I am basing my assessment of the book on reading the original 2019 French edition. But, as best I can tell in searching all over the internet, this book is also available in Italian and Spanish translations. So far, there seems to be no English or Greek versions on the horizon. So, if your French is serviceable, I highly recommend it. If not, go to the Italian or Spanish versions or wait for the English.

This Volf compilation has the advantage that it presents full performance annals and studio recording sessions covering the period of Callas’s mature career from 1947 to 1977. It is extremely useful to have Callas letters and memoirs juxtaposed chronologically with what she was singing at the time.
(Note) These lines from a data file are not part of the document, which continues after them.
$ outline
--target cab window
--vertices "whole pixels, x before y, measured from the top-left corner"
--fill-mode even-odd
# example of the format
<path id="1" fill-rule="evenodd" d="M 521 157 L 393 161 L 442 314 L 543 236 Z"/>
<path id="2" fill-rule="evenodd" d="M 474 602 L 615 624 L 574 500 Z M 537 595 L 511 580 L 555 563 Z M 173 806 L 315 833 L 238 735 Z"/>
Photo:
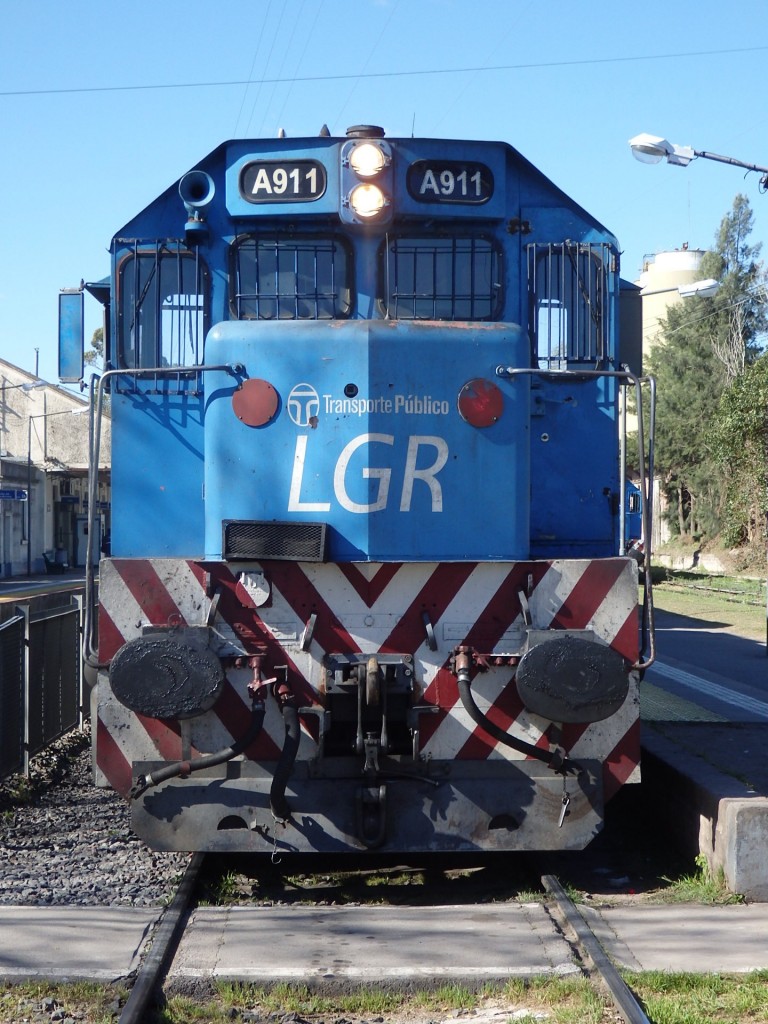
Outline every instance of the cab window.
<path id="1" fill-rule="evenodd" d="M 533 365 L 542 370 L 595 366 L 608 356 L 609 274 L 605 243 L 528 247 Z"/>
<path id="2" fill-rule="evenodd" d="M 338 320 L 352 312 L 352 256 L 339 238 L 244 235 L 232 246 L 238 320 Z"/>
<path id="3" fill-rule="evenodd" d="M 496 320 L 500 249 L 482 237 L 390 237 L 383 252 L 384 315 L 397 320 Z"/>
<path id="4" fill-rule="evenodd" d="M 193 252 L 136 249 L 118 271 L 121 369 L 198 366 L 208 318 L 208 270 Z"/>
What strikes me most about this volume is the extent to which Callas was very often a generous and articulate correspondent - very kind to friends and with a talent for writing very long and passionate letters and very many of them.

A sampling of some quotes from Letters & Memoirs:

Callas letter to Elvira de Hidalgo (January 28, 1946):

“Can you imagine that [Met director Edward] Johnson said that I must sing Butterfly, and Desdemona in Otello. For the love of God! I turned around [to him] and said ‘Pardon? I must not have heard correctly because to make me do Butterfly would be ridiculous, fat like I am.’ But I did hear correctly, poor me! Better to shut my mouth and never sing again than sing this. It’s true.” (Page 71).

Franco Zeffirelli to Callas (June 26,1958):

“I believe that our project to film Traviata is a very serious enterprise and it is for this reason that I have worked hard for so long with the goal that it become a reality….I believe that I would blame myself for the rest of my days if we did not succeed now in capturing, on three thousand metres of film, your Traviata!….” (pages 273-274).

Callas letter to Louis Parish (January 23, 1975):

“If I decide to do any more concerts…these will be alone with orchestra. But, right now, calm and lucid as I am, I believe that I will decide to double [doubler] some of my best recordings and interpret them for films, so that they will be able to see Callas on stage (or nearly) and these will be there for posterity, since everyone says that I must leave a record of my acting.” (Page 510).

Callas writing in 1977:

“I have written my memoirs. They are in the music that I interpret - the only language that I really know. The only way in which I can speak of my art and myself. And my recordings, for those who care, tell my story.” (Page 572).

So, you may want to avoid the apparent Callas overexploitation involved in the stage play. But it’s worth looking at this book. I learned more about Callas’s artistry by reading so many more letters and short memoirs that I had never seen before. And as usual for me, I mentally filtered out the Aristotle Onassis material.